Question Seven: Are all illnesses, particularly mental illness, demonic in origin?
I’ve heard this question particularly amongst Pentecostal and charismatic Christians over the years and it shows a massive amount of ignorance of mental illnesses especially. Matthew 4:23-24 identifies various kinds of sickness and disease. People who were (1) ill with various diseases; (2) suffering severe pain; (3) Demon-possessed; (4) having seizures – sudden attacks of a particular disorder and (5) paralysed. These five categories cover the main areas of sickness, disease and various conditions that many people still face. Notice that demonic spirits harrassed some and that still happens today as well. The discerning person will prayerfully discover, often with the help of medical professionals, what the cause of a sickness is and then seek the best way to bring healing wherever possible. Labelling people who are sick or mentally ill as demon possessed, can often aggravate the distress that is already being experienced. It also brings unnecessary condemnation and anxiety to the one who is suffering, as well as to those who are caring for them.

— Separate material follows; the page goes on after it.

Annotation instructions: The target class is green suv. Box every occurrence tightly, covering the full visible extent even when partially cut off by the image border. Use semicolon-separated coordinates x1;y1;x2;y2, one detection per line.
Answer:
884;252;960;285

If you are helping someone who is sick here are a few things to remember:
Don’t constantly ask them how they are.
Don’t ask if they are feeling better.
Don’t make every conversation about their sickness.
Don’t define a person by their condition.
Don’t quote Scripture verses at them. Let them find their own comfort in God.
Ask what they are believing for and then stand in agreement with them.
Weep with those who weep.
Let them know that you love them and are praying for them.
Don’t be guilty of over-caring. Look after yourself too.
If you visit someone who is sick don’t stay too long.
Find some practical ways to help.
Don’t offer advice that conflicts with medical professionals.
Don’t condemn people by making thoughtless statements.
Be kind, compassionate, loving, gentle and understanding.